Les neuf tomes simples de ce run ont été rassemblés ainsi : les deux premiers dans le volume 1 de cette nouvelle édition, le troisième dans le volume 2, les quatrièmes et cinquièmes dans le volume 3, le sixième n’a pas été réédité sous cette forme (il ne contient que des bouts d’histoires peu passionnantes), le septième dans le volume 4 et, enfin les deux derniers dans le volume 5. Ce qui donne donc :

Tome 1/5 : La Cour des Hiboux | 39€  a
Tome 2/5 : Le Deuil de la Famille | 29€  a
Tome 3/5 : L’An Zéro | 39€  a
Tome 4/5 : Mascarade | 19€  a
Tome 5/5 : La Relève | 39€  a

 

Chaque tome bénéficie d’une couverture singulière et particulièrement soignée !

L’intérêt peut sembler limité mais il s’adresse à un double public : les collectionneurs bien sûr (dont fait partie l’auteur de ces lignes, qui a investi dans deux de ces volumes qui sont, effectivement, superbes !) et les éventuels nouveaux lecteurs.
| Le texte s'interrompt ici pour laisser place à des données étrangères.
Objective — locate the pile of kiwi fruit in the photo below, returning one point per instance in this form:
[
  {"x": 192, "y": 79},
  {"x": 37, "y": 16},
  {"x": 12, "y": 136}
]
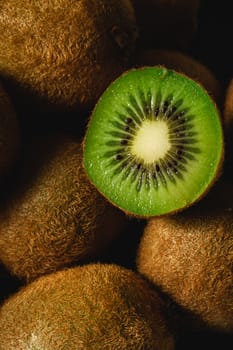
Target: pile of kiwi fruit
[{"x": 116, "y": 209}]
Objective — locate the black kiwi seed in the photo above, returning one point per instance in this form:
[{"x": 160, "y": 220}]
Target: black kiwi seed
[{"x": 149, "y": 107}]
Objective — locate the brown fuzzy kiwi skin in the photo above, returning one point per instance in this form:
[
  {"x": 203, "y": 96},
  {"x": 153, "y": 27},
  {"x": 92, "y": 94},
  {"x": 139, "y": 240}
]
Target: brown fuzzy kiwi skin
[
  {"x": 54, "y": 217},
  {"x": 211, "y": 184},
  {"x": 9, "y": 132},
  {"x": 228, "y": 128},
  {"x": 190, "y": 258},
  {"x": 183, "y": 63},
  {"x": 169, "y": 24},
  {"x": 93, "y": 307},
  {"x": 228, "y": 105},
  {"x": 64, "y": 53}
]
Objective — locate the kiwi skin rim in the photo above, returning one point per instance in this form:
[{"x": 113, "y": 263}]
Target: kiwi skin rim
[{"x": 218, "y": 172}]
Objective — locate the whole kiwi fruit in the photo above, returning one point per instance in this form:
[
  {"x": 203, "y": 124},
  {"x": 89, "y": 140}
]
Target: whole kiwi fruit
[
  {"x": 53, "y": 216},
  {"x": 228, "y": 104},
  {"x": 64, "y": 53},
  {"x": 167, "y": 23},
  {"x": 190, "y": 257},
  {"x": 184, "y": 63},
  {"x": 92, "y": 307},
  {"x": 9, "y": 132}
]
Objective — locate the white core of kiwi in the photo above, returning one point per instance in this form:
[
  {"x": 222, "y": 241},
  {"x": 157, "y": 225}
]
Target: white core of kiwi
[{"x": 151, "y": 141}]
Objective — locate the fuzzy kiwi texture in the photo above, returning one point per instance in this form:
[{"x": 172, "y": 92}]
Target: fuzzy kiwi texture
[
  {"x": 190, "y": 257},
  {"x": 228, "y": 128},
  {"x": 64, "y": 52},
  {"x": 9, "y": 132},
  {"x": 93, "y": 307},
  {"x": 166, "y": 23},
  {"x": 184, "y": 63},
  {"x": 53, "y": 216}
]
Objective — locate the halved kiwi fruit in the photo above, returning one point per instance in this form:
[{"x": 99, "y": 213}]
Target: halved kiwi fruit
[
  {"x": 93, "y": 307},
  {"x": 154, "y": 143}
]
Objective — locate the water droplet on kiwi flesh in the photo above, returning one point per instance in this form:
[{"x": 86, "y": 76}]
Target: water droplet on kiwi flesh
[{"x": 181, "y": 137}]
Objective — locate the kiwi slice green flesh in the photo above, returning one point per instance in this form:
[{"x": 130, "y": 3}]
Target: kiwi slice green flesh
[{"x": 154, "y": 142}]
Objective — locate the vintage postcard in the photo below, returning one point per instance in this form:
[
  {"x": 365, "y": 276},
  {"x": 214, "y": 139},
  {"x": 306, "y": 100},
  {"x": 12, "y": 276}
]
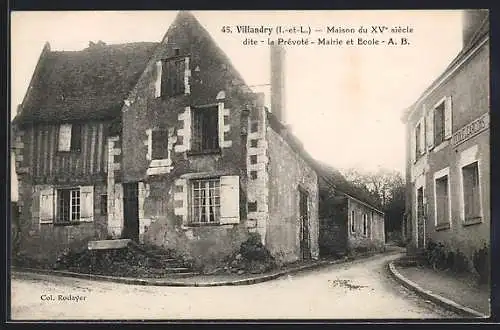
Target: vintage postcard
[{"x": 233, "y": 165}]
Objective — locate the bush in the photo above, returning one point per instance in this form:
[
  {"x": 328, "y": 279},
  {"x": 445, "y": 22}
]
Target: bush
[
  {"x": 436, "y": 256},
  {"x": 253, "y": 250},
  {"x": 481, "y": 263}
]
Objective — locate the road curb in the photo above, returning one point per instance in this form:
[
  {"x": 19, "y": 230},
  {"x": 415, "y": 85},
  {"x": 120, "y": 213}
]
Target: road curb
[
  {"x": 442, "y": 301},
  {"x": 169, "y": 282}
]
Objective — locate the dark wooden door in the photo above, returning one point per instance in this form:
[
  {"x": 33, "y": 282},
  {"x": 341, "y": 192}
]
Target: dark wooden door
[
  {"x": 305, "y": 247},
  {"x": 131, "y": 211},
  {"x": 420, "y": 219}
]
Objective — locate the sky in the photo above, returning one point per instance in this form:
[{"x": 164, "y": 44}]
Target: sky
[{"x": 343, "y": 102}]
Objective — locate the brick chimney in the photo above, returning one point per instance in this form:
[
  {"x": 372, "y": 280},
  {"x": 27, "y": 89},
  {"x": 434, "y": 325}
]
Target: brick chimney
[
  {"x": 471, "y": 22},
  {"x": 278, "y": 82}
]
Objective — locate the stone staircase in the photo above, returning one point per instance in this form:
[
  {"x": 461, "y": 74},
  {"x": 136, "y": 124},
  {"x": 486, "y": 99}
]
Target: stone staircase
[{"x": 124, "y": 256}]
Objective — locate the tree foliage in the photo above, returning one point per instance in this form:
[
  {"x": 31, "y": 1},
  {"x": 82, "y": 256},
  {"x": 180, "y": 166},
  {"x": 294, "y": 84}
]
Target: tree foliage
[{"x": 387, "y": 187}]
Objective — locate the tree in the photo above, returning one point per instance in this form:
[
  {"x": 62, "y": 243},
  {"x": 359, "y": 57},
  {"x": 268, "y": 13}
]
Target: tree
[{"x": 387, "y": 187}]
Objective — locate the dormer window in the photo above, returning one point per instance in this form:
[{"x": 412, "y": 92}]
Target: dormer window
[{"x": 70, "y": 137}]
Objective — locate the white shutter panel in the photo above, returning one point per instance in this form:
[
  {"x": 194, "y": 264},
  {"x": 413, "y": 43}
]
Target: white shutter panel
[
  {"x": 158, "y": 79},
  {"x": 413, "y": 145},
  {"x": 430, "y": 129},
  {"x": 64, "y": 137},
  {"x": 229, "y": 199},
  {"x": 447, "y": 118},
  {"x": 87, "y": 203},
  {"x": 422, "y": 135},
  {"x": 47, "y": 205}
]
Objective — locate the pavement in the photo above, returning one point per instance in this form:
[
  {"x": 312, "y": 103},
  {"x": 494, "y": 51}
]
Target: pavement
[
  {"x": 459, "y": 293},
  {"x": 353, "y": 290},
  {"x": 201, "y": 280}
]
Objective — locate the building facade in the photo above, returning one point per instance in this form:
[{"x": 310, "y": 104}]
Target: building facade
[
  {"x": 448, "y": 151},
  {"x": 174, "y": 150},
  {"x": 347, "y": 223}
]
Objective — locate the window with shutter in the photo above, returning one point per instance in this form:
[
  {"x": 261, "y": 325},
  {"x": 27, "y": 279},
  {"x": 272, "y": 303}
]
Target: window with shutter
[
  {"x": 471, "y": 192},
  {"x": 172, "y": 78},
  {"x": 430, "y": 130},
  {"x": 64, "y": 137},
  {"x": 205, "y": 202},
  {"x": 353, "y": 222},
  {"x": 418, "y": 140},
  {"x": 46, "y": 205},
  {"x": 159, "y": 144},
  {"x": 76, "y": 137},
  {"x": 86, "y": 203},
  {"x": 230, "y": 200},
  {"x": 442, "y": 201},
  {"x": 447, "y": 118},
  {"x": 158, "y": 79},
  {"x": 205, "y": 129},
  {"x": 68, "y": 205},
  {"x": 439, "y": 123},
  {"x": 70, "y": 137}
]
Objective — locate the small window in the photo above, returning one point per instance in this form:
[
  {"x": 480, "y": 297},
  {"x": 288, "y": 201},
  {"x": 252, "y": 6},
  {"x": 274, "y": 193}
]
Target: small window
[
  {"x": 353, "y": 222},
  {"x": 472, "y": 203},
  {"x": 172, "y": 77},
  {"x": 159, "y": 144},
  {"x": 439, "y": 123},
  {"x": 252, "y": 206},
  {"x": 254, "y": 127},
  {"x": 68, "y": 205},
  {"x": 205, "y": 201},
  {"x": 365, "y": 224},
  {"x": 442, "y": 201},
  {"x": 104, "y": 204},
  {"x": 205, "y": 129},
  {"x": 417, "y": 140},
  {"x": 70, "y": 137}
]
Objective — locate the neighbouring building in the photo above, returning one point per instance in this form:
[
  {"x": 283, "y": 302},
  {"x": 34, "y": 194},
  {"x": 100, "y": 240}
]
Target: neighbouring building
[
  {"x": 349, "y": 219},
  {"x": 448, "y": 150},
  {"x": 163, "y": 143}
]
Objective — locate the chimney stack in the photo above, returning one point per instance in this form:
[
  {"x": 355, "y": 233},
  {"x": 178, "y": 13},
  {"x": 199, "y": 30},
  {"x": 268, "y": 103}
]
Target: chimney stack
[
  {"x": 278, "y": 82},
  {"x": 471, "y": 22}
]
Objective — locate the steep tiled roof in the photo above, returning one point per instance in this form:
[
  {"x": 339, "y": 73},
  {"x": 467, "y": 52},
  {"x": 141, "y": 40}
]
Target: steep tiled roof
[
  {"x": 83, "y": 85},
  {"x": 332, "y": 177}
]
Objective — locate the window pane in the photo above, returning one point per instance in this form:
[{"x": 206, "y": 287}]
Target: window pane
[{"x": 159, "y": 144}]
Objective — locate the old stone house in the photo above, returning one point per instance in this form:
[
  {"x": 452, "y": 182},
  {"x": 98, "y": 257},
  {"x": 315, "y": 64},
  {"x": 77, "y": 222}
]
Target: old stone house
[
  {"x": 448, "y": 151},
  {"x": 163, "y": 143},
  {"x": 349, "y": 219}
]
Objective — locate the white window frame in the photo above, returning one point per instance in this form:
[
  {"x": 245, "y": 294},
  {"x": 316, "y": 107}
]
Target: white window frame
[
  {"x": 192, "y": 206},
  {"x": 353, "y": 222},
  {"x": 467, "y": 157},
  {"x": 447, "y": 111},
  {"x": 71, "y": 220},
  {"x": 365, "y": 224},
  {"x": 66, "y": 147},
  {"x": 445, "y": 172},
  {"x": 420, "y": 183}
]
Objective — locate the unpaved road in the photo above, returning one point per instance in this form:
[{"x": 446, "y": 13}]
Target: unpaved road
[{"x": 360, "y": 289}]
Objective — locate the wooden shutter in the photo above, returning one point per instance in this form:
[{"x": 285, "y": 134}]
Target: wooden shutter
[
  {"x": 430, "y": 129},
  {"x": 229, "y": 199},
  {"x": 158, "y": 79},
  {"x": 64, "y": 137},
  {"x": 447, "y": 118},
  {"x": 422, "y": 135},
  {"x": 159, "y": 144},
  {"x": 87, "y": 203},
  {"x": 413, "y": 146},
  {"x": 47, "y": 205}
]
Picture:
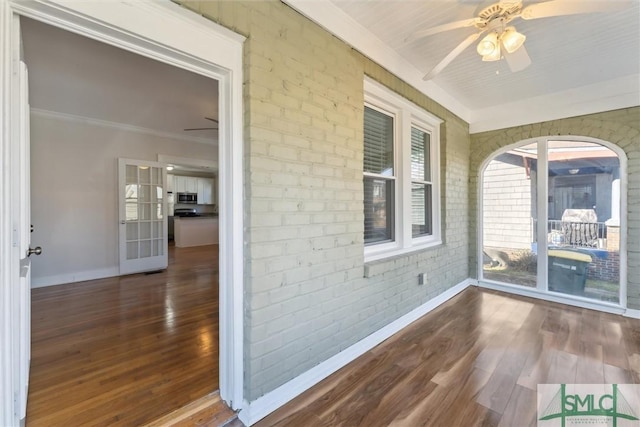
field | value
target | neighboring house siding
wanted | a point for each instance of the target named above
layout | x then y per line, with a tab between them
620	127
507	206
306	294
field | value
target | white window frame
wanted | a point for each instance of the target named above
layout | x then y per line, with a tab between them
406	115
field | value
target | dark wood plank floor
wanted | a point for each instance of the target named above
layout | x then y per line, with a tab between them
475	361
125	350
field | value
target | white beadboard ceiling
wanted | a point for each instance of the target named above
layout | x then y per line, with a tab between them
72	75
580	63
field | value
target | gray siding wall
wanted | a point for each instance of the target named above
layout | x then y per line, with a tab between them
507	209
308	292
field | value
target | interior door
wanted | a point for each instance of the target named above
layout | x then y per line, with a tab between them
24	296
143	221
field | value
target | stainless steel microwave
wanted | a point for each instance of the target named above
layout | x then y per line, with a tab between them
187	198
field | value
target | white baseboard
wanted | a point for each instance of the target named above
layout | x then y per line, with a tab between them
254	411
81	276
567	299
634	314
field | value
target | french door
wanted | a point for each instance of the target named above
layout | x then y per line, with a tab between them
143	219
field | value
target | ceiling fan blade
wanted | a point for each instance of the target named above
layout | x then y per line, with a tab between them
440	28
452	55
518	60
569	7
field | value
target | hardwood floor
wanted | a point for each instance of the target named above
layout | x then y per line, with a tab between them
126	350
475	361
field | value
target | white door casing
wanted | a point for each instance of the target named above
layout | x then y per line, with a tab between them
23	334
168	33
142	213
14	226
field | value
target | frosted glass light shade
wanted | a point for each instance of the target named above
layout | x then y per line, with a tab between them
493	56
512	40
488	44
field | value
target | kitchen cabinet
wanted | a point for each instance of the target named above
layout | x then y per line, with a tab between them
185	184
205	191
169	185
203	187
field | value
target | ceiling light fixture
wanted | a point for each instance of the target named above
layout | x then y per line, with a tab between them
489	44
512	40
495	55
509	39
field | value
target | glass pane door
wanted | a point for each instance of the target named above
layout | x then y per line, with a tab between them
584	220
509	221
143	224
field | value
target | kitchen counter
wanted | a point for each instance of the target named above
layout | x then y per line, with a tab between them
195	231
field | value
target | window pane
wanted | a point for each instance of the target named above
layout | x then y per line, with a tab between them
420	155
378	210
378	142
421	210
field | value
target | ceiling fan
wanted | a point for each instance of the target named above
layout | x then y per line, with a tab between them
502	39
208	118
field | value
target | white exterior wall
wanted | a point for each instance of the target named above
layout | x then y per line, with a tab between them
309	294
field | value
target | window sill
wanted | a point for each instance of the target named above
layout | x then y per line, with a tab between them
379	263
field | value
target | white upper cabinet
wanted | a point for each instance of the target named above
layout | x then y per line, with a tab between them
170	183
185	184
205	191
203	187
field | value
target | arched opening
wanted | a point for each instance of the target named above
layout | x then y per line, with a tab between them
551	219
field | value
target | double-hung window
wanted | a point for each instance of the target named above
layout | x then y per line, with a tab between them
401	174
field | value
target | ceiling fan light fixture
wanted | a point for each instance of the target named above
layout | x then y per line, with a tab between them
512	40
489	44
493	56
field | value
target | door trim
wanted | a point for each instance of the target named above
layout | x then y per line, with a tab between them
168	33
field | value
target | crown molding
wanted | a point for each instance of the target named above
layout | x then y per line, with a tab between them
619	93
120	126
623	92
333	19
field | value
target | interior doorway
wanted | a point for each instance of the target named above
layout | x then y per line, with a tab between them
91	105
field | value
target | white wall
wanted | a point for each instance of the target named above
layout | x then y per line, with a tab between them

Les tomes sont en effet numérotés de 1 à 5 et forment un ensemble complet. Ensemble qui a déjà bénéficié de plusieurs publications différentes par le passé (kiosque puis librairie puis éditions spéciales diverses — dont une déjà en noir et blanc pour le premier volume). Un côté un peu redondant pour certains lecteurs, qui auraient préférés de l’inédit pour l’anniversaire de l’homme chauve-souris mais n’oublions pas qu’en dépit de la qualité de cette série (fortement inégale), c’est l’un des titres (si ce n’est LE titre) qui s’est le plus vendu depuis la création de l’éditeur. Une jolie manière, aussi, de lui rendre hommage…

Aux nouveaux venus amateurs de beaux livres (voire de noir et blanc) on conseille donc L’An Zéro et La Cour des Hiboux. Aux connaisseurs, le diptyque centré sur le Joker Le Deuil de la Famille et Mascarade. Enfin, pour les complétistes, le déroutant La Relève conclut l’ensemble de la fiction.